These days, you don’t have to look too far for the latest studies (valid and reliable or not) on modern health risks – ten minutes after signing into Facebook, you’re likely to scroll through at least a dozen shared posts detailing the perils of…well, probably everything you currently do on a daily basis.
My husband, Brett, usually mocks these posts (and okay, I’ll admit…I join in on the fun…it’s how we bond sometimes…), but after reading about how a sedentary desk job can affect various facets of your life, and after feeling phantom, unpredictable foot pain on several runs last year, I found myself convinced that sitting all day is more problematic than I previously thought it was. After all, I would walk miles and miles in college and grad school across sprawling campuses, and transitioned into running pretty easily, so why would my body suddenly rebel against me like this? Methinks a big girl job or two that involves sitting all day at a desk might play a role in this.
The research on standing desks is mixed, but experts across various disciplines agree that staying in one position all day – in this case, sitting for 8 hours or more, every workday- increases your risk of heart disease and some cancers, and weakens key muscles. Welp, which muscles, might you ask? The muscles that you use for running. And unfortunately, running before or after work is not enough to counteract the damage being done.
So when my boss offered the chance to try standing desks at our workplace, I was definitely interested in participating! Not only does a standing desk feel like a mini-office space renovation (seriously, it really opens up a room), it’s a way to fit some movement into your day. Like I said, the research is inconclusive on standing desks, so I’m not convinced you have to stand the entire day to reap the benefits. I have a raised desk and tall chair, so I can sit or stand whenever I want without having to adjust the equipment, although I have tested the adjustable desk and I like that option as well.
My current practice is to stretch and stand (again, the key is to get some movement in) for at least 45 minutes to an hour after an hour of sitting. Standing at my desk is starting to feel more normal, and it’s becoming easier to send out a few emails and get some work done while standing for over an hour. Of course, meetings that run a bit long make this goal a little less attainable. I have noticed a little muscle soreness while transitioning, but nothing severe enough to make me discontinue this budding habit.

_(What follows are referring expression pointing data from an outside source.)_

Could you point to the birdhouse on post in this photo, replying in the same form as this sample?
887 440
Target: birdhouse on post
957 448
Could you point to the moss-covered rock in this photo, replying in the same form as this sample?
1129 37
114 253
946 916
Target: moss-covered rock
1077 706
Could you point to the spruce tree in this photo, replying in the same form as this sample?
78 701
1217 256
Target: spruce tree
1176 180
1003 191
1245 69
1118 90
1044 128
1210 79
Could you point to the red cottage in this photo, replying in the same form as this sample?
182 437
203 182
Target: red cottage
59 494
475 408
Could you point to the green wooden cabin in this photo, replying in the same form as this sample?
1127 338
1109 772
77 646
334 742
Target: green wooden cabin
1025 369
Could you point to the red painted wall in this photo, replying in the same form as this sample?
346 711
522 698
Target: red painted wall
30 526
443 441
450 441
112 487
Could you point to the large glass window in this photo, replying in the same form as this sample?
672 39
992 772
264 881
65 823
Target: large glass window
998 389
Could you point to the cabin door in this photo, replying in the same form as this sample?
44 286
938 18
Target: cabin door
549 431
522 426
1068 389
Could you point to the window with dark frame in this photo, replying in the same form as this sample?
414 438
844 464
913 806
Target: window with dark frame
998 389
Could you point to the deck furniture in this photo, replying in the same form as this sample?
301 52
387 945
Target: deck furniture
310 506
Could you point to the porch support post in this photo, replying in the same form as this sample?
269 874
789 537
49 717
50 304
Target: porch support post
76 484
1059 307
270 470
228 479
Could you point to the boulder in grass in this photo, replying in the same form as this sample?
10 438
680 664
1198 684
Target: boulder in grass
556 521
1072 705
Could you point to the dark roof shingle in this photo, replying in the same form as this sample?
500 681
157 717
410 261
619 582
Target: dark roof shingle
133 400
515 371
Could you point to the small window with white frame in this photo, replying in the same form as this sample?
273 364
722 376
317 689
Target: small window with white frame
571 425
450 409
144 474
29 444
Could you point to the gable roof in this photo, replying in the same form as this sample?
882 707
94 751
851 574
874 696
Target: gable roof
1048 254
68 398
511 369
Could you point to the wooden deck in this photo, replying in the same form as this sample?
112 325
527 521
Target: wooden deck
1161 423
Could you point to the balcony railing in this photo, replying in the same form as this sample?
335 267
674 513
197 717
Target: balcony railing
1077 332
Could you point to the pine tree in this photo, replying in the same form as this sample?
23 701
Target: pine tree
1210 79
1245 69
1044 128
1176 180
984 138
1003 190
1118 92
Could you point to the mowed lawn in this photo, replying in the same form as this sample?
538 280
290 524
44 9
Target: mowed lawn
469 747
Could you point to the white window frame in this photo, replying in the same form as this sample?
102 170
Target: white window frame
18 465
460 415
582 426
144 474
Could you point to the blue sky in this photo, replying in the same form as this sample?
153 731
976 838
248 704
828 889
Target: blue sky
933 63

If you’re not convinced, or your workplace is slow to adopt this new office trend, here are some options for making sure sitting all day doesn’t affect your running:
- Taking short walk breaks every couple of hours to fill up a water bottle or chat with a colleague about a project
- Using your break or lunch time to go for a walk (great if you have a huge building or access to a tunnel or skywalk!)
- Standing at your desk to stretch and do some quick drills, like high-knees or quad stretches)
Do you have a standing desk at work? Do you like it? Let me know in the comments.